The choice to search the server log rather than re-run the benchmark or check GPU memory usage directly is also revealing. The assistant understands that the server process may have left behind a stack trace or error message before dying, and that this log is the most direct source of diagnostic information. It also understands that the crash happened during the benchmark run, so the relevant errors should be near the end of the log file.
Broader Significance
This message sits at a critical juncture in the optimization effort. The assistant has systematically tested Tier 1 optimizations: Piecewise CUDA graphs (blocked by torch.compile incompatibility), MSCCLPP allreduce (~2% improvement), Single Batch Overlap (~2% improvement), and now Expert Parallelism (crashed). Each result narrows the space of viable optimizations.
The EP8 crash is particularly consequential because Expert Parallelism was the most promising approach for overcoming the core bottleneck: small per-expert GEMMs that are memory-bandwidth-bound on Blackwell SM120. If EP8 cannot be made stable, the assistant will need to explore more exotic optimizations like L2 cache pinning, persistent kernel designs, or even custom CUDA kernels—all of which require deeper engineering effort.
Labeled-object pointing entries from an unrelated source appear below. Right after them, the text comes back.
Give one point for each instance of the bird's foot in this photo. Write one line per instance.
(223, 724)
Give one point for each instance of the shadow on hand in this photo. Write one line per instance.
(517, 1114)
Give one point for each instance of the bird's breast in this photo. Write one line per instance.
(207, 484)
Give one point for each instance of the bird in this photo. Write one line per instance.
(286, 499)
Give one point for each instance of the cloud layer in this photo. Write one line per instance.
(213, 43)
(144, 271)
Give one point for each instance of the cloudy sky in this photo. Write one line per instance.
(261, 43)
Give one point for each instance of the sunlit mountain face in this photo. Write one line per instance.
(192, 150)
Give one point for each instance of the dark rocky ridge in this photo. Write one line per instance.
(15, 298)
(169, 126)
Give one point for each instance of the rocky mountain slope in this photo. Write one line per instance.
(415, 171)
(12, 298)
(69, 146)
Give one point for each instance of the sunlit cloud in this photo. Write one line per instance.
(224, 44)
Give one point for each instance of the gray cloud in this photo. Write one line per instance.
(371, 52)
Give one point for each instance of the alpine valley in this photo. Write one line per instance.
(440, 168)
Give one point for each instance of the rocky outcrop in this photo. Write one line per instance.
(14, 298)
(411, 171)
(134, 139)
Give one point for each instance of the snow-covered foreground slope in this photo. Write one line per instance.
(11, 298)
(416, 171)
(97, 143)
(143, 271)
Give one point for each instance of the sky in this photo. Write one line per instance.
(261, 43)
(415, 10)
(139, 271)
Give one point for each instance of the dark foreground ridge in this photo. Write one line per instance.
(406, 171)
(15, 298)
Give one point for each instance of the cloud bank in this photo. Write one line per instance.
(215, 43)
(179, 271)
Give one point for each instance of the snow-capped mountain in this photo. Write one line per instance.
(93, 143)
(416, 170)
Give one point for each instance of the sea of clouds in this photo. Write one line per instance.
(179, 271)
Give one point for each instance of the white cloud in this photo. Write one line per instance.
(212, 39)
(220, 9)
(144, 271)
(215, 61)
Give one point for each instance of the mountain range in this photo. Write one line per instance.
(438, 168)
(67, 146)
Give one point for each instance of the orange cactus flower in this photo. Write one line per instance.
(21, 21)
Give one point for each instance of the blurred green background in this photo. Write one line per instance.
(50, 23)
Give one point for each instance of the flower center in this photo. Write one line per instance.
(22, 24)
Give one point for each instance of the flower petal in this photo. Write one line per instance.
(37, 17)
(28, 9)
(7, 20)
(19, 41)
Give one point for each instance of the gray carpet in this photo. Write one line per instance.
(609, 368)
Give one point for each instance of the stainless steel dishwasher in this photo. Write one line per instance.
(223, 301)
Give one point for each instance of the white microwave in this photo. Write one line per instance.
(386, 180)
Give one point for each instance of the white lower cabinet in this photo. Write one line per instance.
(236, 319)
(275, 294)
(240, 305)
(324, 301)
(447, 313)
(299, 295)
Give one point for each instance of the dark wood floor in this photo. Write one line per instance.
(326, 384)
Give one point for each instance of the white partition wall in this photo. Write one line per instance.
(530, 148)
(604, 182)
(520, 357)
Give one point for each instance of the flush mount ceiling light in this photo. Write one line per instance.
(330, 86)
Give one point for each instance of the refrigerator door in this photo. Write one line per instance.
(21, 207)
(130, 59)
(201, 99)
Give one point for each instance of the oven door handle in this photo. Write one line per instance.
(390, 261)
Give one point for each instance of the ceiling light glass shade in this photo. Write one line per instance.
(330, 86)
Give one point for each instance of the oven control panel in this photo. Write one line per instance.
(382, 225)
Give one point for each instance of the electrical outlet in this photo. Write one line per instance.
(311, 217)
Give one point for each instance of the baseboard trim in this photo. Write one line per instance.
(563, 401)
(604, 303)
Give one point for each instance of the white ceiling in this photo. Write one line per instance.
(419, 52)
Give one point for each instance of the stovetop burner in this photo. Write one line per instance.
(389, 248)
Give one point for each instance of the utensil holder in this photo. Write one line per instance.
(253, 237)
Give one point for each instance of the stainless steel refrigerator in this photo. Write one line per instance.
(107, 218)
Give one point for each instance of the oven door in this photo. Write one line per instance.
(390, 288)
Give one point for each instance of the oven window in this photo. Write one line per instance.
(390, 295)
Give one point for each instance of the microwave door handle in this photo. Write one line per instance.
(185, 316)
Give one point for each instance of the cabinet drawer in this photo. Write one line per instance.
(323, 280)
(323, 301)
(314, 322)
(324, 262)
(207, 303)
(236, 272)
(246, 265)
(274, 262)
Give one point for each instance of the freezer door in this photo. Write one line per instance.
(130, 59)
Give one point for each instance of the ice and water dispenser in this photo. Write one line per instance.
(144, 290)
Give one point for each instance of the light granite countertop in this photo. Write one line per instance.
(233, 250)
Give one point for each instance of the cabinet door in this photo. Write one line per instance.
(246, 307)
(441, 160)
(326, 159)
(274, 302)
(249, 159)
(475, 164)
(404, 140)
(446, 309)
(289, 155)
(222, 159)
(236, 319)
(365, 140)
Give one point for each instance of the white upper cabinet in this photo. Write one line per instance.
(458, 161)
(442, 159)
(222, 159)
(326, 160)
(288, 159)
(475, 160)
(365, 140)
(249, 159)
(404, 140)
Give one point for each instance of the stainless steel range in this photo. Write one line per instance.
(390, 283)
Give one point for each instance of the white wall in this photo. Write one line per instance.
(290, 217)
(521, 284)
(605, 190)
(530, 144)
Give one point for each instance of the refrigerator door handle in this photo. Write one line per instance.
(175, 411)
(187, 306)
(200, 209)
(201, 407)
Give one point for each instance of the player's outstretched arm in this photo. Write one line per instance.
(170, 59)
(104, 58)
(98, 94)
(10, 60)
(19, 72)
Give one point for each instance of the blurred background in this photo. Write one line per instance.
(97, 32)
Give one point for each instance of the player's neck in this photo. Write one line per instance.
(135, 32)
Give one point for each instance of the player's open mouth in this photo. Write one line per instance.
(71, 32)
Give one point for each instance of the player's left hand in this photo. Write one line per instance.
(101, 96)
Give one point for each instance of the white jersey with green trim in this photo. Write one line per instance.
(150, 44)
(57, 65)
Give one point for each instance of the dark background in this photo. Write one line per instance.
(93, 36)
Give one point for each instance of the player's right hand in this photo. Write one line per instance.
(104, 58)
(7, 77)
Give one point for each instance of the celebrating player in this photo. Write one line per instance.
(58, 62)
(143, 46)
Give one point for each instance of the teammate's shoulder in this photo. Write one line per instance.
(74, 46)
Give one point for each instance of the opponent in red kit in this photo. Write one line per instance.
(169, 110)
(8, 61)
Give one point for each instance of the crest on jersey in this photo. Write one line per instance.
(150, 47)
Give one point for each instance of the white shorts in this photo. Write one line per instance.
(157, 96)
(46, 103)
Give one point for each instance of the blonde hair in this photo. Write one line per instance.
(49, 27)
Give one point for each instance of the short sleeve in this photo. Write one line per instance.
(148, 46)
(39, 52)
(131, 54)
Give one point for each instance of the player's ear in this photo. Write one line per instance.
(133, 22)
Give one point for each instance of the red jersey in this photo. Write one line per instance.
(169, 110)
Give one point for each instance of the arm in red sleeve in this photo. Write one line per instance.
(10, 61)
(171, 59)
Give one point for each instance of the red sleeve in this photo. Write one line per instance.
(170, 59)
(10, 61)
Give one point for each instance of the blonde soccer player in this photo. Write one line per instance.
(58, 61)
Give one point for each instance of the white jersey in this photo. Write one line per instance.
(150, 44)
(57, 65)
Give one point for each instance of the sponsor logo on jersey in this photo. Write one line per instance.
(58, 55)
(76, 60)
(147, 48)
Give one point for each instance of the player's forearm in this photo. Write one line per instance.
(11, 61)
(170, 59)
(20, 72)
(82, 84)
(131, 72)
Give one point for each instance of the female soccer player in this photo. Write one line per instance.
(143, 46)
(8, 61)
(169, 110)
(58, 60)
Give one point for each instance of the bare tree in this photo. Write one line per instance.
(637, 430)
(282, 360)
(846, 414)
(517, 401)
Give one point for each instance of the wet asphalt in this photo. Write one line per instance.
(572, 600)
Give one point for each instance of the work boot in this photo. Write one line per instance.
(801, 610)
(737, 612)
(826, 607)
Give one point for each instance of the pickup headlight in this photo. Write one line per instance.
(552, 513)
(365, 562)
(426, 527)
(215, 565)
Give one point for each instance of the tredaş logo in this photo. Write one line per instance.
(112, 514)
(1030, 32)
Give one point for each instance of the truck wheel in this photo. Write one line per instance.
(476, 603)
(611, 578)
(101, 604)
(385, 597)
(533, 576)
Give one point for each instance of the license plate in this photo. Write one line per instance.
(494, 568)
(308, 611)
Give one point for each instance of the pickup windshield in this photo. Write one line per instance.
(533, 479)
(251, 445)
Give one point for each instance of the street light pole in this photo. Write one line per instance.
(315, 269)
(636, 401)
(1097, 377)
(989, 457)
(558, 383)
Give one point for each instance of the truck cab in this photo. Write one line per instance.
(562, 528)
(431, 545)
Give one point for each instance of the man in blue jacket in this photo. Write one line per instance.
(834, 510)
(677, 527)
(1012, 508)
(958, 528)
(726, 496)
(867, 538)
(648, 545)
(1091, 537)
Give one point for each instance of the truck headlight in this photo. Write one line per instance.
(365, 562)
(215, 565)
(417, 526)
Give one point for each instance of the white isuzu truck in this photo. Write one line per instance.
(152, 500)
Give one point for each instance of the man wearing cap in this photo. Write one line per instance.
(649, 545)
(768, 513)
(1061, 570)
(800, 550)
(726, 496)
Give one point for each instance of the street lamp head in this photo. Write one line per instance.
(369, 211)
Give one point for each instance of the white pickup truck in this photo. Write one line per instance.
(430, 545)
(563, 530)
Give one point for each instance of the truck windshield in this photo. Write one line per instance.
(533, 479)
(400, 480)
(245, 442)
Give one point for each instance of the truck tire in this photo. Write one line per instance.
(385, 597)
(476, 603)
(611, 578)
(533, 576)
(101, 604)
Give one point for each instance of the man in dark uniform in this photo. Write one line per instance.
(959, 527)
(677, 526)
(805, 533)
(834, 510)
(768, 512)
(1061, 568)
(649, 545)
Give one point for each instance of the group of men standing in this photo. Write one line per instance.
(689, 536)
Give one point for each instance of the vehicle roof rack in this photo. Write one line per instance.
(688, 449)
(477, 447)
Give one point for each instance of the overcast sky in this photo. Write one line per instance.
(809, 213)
The M256 autotuner failure also reveals something about the maturity of the Blackwell software ecosystem. Flashinfer's SM120 support is still evolving, and the CUTLASS grouped GEMM templates may not be fully validated for all tile sizes. This is the reality of working with cutting-edge hardware: the software stack lags behind, and production deployments require either patience for upstream fixes or the expertise to patch the code yourself.
Conclusion
Message 1061 is a masterclass in systematic debugging. The assistant encounters an unexpected crash, formulates a hypothesis, designs a targeted diagnostic query, and uncovers a specific kernel compilation failure in the flashinfer autotuner. The message reveals deep knowledge of the system architecture—from EP communication patterns to CUDA kernel compilation to the Blackwell SM120 instruction set. It also demonstrates intellectual humility: the assistant states its hypothesis ("likely OOM") but designs the query to test multiple alternatives simultaneously.
The discovery that the M256 CUTLASS grouped GEMM kernel fails on SM120 is not just a debugging data point; it is a fundamental constraint on the optimization space. It tells the assistant that Expert Parallelism at scale may require either a different tile size configuration, a different MoE backend (like DeepEP), or a patch to flashinfer's kernel generation code. This finding will shape the next phase of the optimization effort, pushing the assistant toward either fixing the autotuner issue or abandoning EP8 in favor of other approaches.
In the broader narrative of this coding session, message 1061 represents the moment when the assistant's systematic testing methodology pays off: it doesn't just observe that EP8 crashed; it digs into why and produces actionable intelligence that will guide the next round of decisions.